Hola en mi caro,
Hoy es un día donde desearía que mi español era más competente. En las Cataratas del Niágara como la persona blanca token, me he sentido un poco en la parte exterior de la mayoría que había dicho. Mientras que Melissa es muy amable, especialmente cuando miro en total confusión, me siento como si impongo. Quizás la principal razón que me gustaría que poder hablar con más fluidez es Maria. Así que le agradezco. Tal vez sea porque he sido hecho más consciente; Quizás sea porque voy a pasar más tiempo con el Galáns; Tal vez es porque estoy viendo a la gente que me importa mucho, que estoy más emocionalmente afectado. Okay, back to English.
I also think I see a different reaction based on both the relative “darkness” of one’s skin. For instance, Melissa and her father are significantly different and darker than her mother. However, I think gender and size also contribute. I decided to merely observe and tuck things away today. It has been a very nice 24 hours plus. There were a number of firsts for me: it is the first time I have ever been to Niagara Falls; it was the first time I was ever denied access into a country (that is a story for another time); it was the first time I have ever been in a Hard Rock Cafe. I was actually speechless looking at the falls. I was hit headlong by the reality of our post-911 world. I know it exists, but I have now experienced the stark black and white of borders and allowing people in, or out, for that matter. Going to the Hard Rock Cafe was enjoyable and the memorabilia was pretty impressive. The food was good too.
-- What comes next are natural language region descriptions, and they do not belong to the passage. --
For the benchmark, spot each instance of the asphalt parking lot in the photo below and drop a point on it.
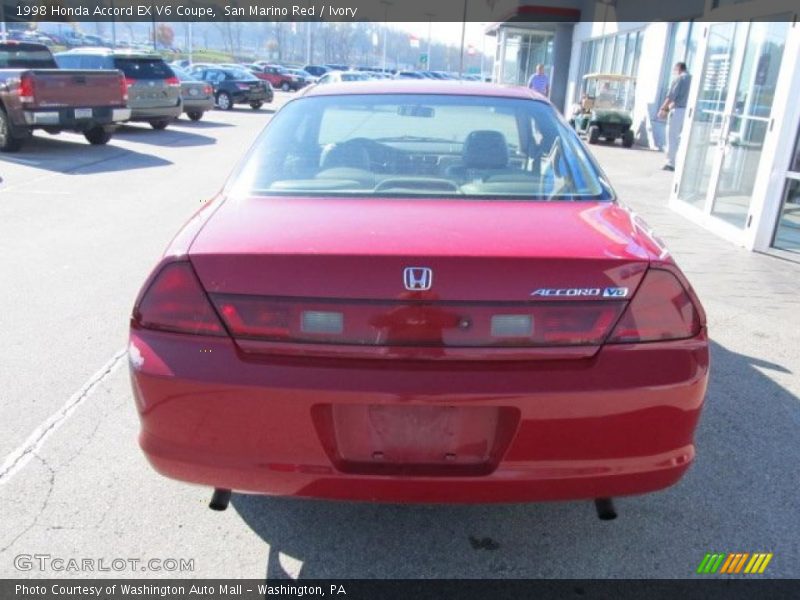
(82, 226)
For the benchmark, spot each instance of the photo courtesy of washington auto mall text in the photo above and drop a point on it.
(399, 299)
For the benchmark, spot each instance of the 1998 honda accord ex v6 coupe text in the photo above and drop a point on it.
(419, 292)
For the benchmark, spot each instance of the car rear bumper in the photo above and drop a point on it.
(243, 97)
(620, 423)
(75, 118)
(198, 104)
(157, 112)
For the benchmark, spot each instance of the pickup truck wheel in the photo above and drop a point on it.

At this point we are on our way home and probably a little over an hour away from Bloomsburg. Will still go back to Hazleton, but I think I will go back to Bloomsburg and do some work in my office. I need to finish some tweaking of my documents and get things off to duplicating. I will be glad when it is December and all things are decided. While I do expect a positive result, I am at the point any decision would be welcome. What I mean is just knowing. It is sort of how I go about most things. Knowing is always better. It is always interesting to me that while we get away from things life continues on. While we might try to put it aside, it is not always easy for me to do so, particularly during the year. I intentionally cut back on some busy work during the semester for this year, but I am still feeling a bit swamped. I think it is because I have attempted to balance a modicum of a personal life with the world of the university. Sometimes I am more successful than other times. There are moments that I struggle with the consequences of decisions, but that is normal.
I think the larger battle I have taken on is taking more of a toll than I would like to believe. As I sit here in the car the various parts of my body that seem to be unhappy are more numerous than the fingers on one of my hands. My legs seem to cramp easier; headaches last for days now; and pains in my lower abdomen seem to be a constant companion. I am seriously sick to my stomach, but am not sure why. I am pretty sure being in the car is not helping, but one cannot get home “I dream of Jeanie”-style. I know I am dating myself on that comment. I think it will probably be a bit of a long night. I was planning to stay in Hazleton, but I detest being sick and even more so around others, so I am going to “gut” it out (pun intended) and make it home. Not the way I want to finish the day and I feel badly for the Galáns. They are such amazing people. It is interesting how my views seem to evolve. I so appreciate what they have as a family. It is not a perfect family, but there is no such thing. It is a family of five amazing people, each in their own way and I have been blessed by each of them, but together there are few words that could adequately explain what they bring in total to my life. I am not sure I have it figured out myself at this point. What I do know is when I consider what has happened since Jordan first crossed the threshold into my class, my life has been a series of learning events. I am so much more reflective, caring, inspired, and hopeful because of them. Contrary to the day, I am healthier and will continue to be so because of their wisdom and influence. It is surely been the best birthday celebration of my life. Finally getting settled last night to the initial walk around the falls this morning. The boat ride and watching Maria in her water poncho was a highlight of the day. Being under the Horseshoe Falls is an unbelievable experience. Merely having dinner with Melissa, Maria, and José is a gift. Well . . . I am home and I will call it a night.
Thank you for celebrating my birthday! To the rest, thank you for reading.